Atmane : « Etre HPI m'aide à créer des effets de surprise sur le court »
Lancé à l'initiative de son père sur le circuit Tennis Europe à 12 ans, Atmane a traversé le continent. « Ils allaient en Tchécoslovaquie en voiture, souffle la maman. Des globe-trotteurs ! » Alors quand il a été question de l'envoyer seul dans le sud à 13 ans, le gamin de Boulogne-sur-Mer n'a pas hésité. « À 13 ans, il dormait avec la lumière allumée, alors seul dans un appart si jeune, loin de tout, c'est chaud ! Mais il a tout de suite dit oui, assure sa mère. De toute façon, c'était ça ou rien. Il n'y avait pas d'autre choix. Il aimait le tennis, pourquoi arrêter ? »
« Je dormais très mal, je faisais des cauchemars toutes les nuits et des paralysies du sommeil. Pendant six mois, ça a été extrêmement sombre dans ma tête et dans mes pensées »
À Carqueiranne, dans le Var, Atmane, qui s'entraînait dans une petite structure avec un coach employé par la mairie, a vécu seul plusieurs années. Puis l'épidémie de Covid-19 a frappé et le joueur au chômage technique s'est enfoncé dans une lente dépression. « Pour un jeune qui a l'habitude de voyager trente-cinq semaines dans l'année, être enfermé dans 12m2, c'est compliqué, glisse sa mère. Les jeux vidéo l'ont un peu plombé, il ne faisait plus rien d'autre. » « Me lever sans motivation m'a fait sombrer très rapidement, soupire-t-il. Je dormais très mal, je faisais des cauchemars toutes les nuits et des paralysies du sommeil. Mon coeur battait au-delà de 200 pulses par minute en pleine nuit. C'était beaucoup d'anxiété et de mal-être. Pendant six mois, ça a été extrêmement sombre dans ma tête et dans mes pensées. »

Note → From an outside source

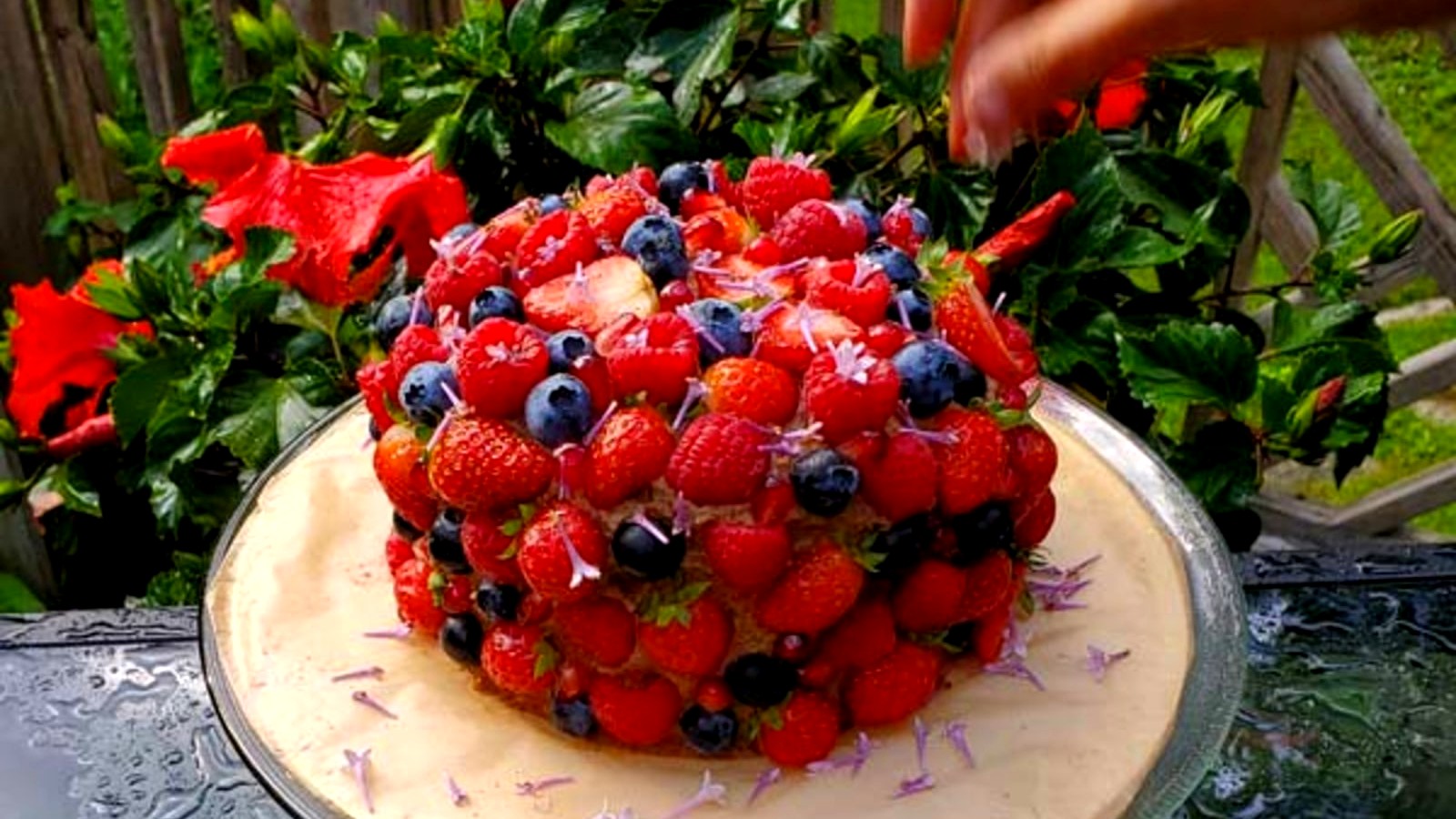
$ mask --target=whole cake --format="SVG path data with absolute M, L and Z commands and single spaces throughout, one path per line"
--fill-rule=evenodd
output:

Prié par ses parents de rentrer au bercail pendant la deuxième vague du Covid-19, Atmane a pris soin de sa santé mentale en même temps qu'il se remettait d'une rupture de deux ligaments de sa cheville gauche. « Cette blessure a déclenché ma progression, pense-t-il plusieurs années plus tard. Je me suis vraiment repris en main, j'ai arrêté de me morfondre et de me chercher des excuses. » Cette période noire, il y repense souvent. « Je me suis tellement accroché, j'ai tellement cru en moi-même, que quand je suis dans le dur, en match ou à l'entraînement, je me dis que ce n'est pas grave, qu'il y a pire. Aujourd'hui, je m'en sers comme d'une force. » Celle qui l'habite lui a permis de résister aux secousses d'un premier trimestre 2025 raté et des critiques qui ont jailli après sa défaite sans combattre et une poignée de main très fraîche avec Richard Gasquet à Roland-Garros.
L'an passé, à propos de son jeu instinctif et imprévisible, Atmane se disait « préparé mentalement à des grosses défaites ». « Mais, ajoutait-il sourire en coin, il y a aura aussi des très grosses victoires. » Nous y voilà.